Regional Areas Lose Demographic Tailwind as Pandemic Fades
20:00 JST, July 26, 2023
COVID-19 prompted a significant number of people to move away from Tokyo to avoid the close human contact of big-city life, effectively tapping the brakes on a long-term trend of population concentrating around the capital. But with the pandemic fading, the old population trend is reasserting itself as people return to Tokyo, according to a government survey.
The impact of the COVID-19 coronavirus disaster on population was clearly seen in Yamanashi Prefecture, a mountainous area that neighbors Tokyo to the west.
According to a survey based on Basic Resident Registration records by the Internal Affairs and Communications Ministry, Yamanashi Prefecture had negative net migration in 2018 and 2019, meaning the number of people moving out of the prefecture exceeded the number of people moving in. In each of those years, the net outflow was about 2,000 people. However, that number declined to 809 in 2020, when COVID-19 began to spread in Japan.
The prefecture had a positive net inflow of 345 people in 2021, but it again had a net outflow of 75 in 2022 as the pandemic waned.
Growing increasingly concerned about the crisis, the prefectural government issued in June a declaration to break through the population decline crisis.
Tochigi Prefecture also saw negative net migration of 182 in 2020, only about 5% of the previous year’s figure, but it experienced a larger net decrease of 1,727 in 2022.
Similar trends were observed in Gunma and Shizuoka prefectures.
The net influx for Tokyo was 12,841 in 2021, and 31,083 in 2022, showing an increasing surplus of new citizens over those departing.
However, the figures have not reached the level of 2018 and 2019, when the number was greater than 80,000. “The situation is not completely back to where it was before the pandemic,” a ministry official said.
Local governments are expected to focus their efforts on attracting companies to their regions.
According to a tally released by private research firm Teikoku Databank Ltd. in March, 335 companies relocated their headquarters from the Tokyo metropolitan area to regional areas in 2022, making the net outflow of companies from the metropolitan area 77, the largest in the past two decades.
“As the trend of companies moving to rural areas may continue, rural areas have opportunities,” a Teikoku Databank official said.
The reality is that Japan’s low birthrate means its overall population decrease has not been halted.
According to the survey, people aged 14 or younger now account for 11.82% of Japan’s population, the lowest level ever, while those aged 65 or older account for 29.15%, the highest level ever. This reflects a gap that widens every year.

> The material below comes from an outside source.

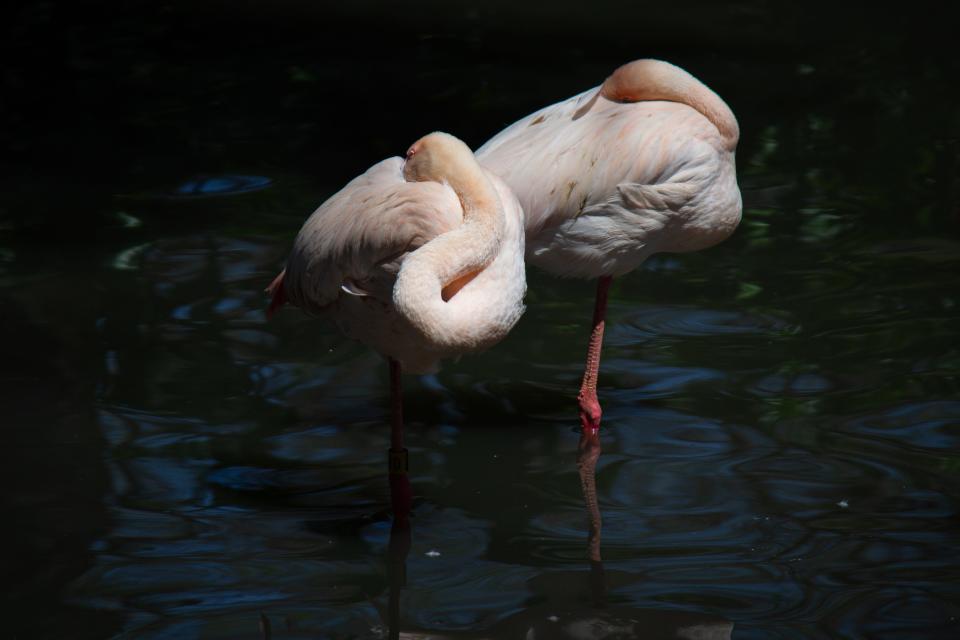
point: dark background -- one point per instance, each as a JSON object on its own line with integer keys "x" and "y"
{"x": 136, "y": 92}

According to the ministry’s population movement report, women have outnumbered men in population inflow to Tokyo and the three neighboring prefectures of Chiba, Kanagawa and Saitama for 14 consecutive years from 2009 to 2022. In the past decade, women have outnumbered men by 30%.
Conversely, men now outnumber women in rural areas. If this situation is not improved, the declining birthrate in rural areas will become even more serious.
“Rather than competing with cities for population, it is necessary for each municipality to create an environment where people can have and raise children and work in the community,” Tsuru University Prof. Takehiro Suzuki said.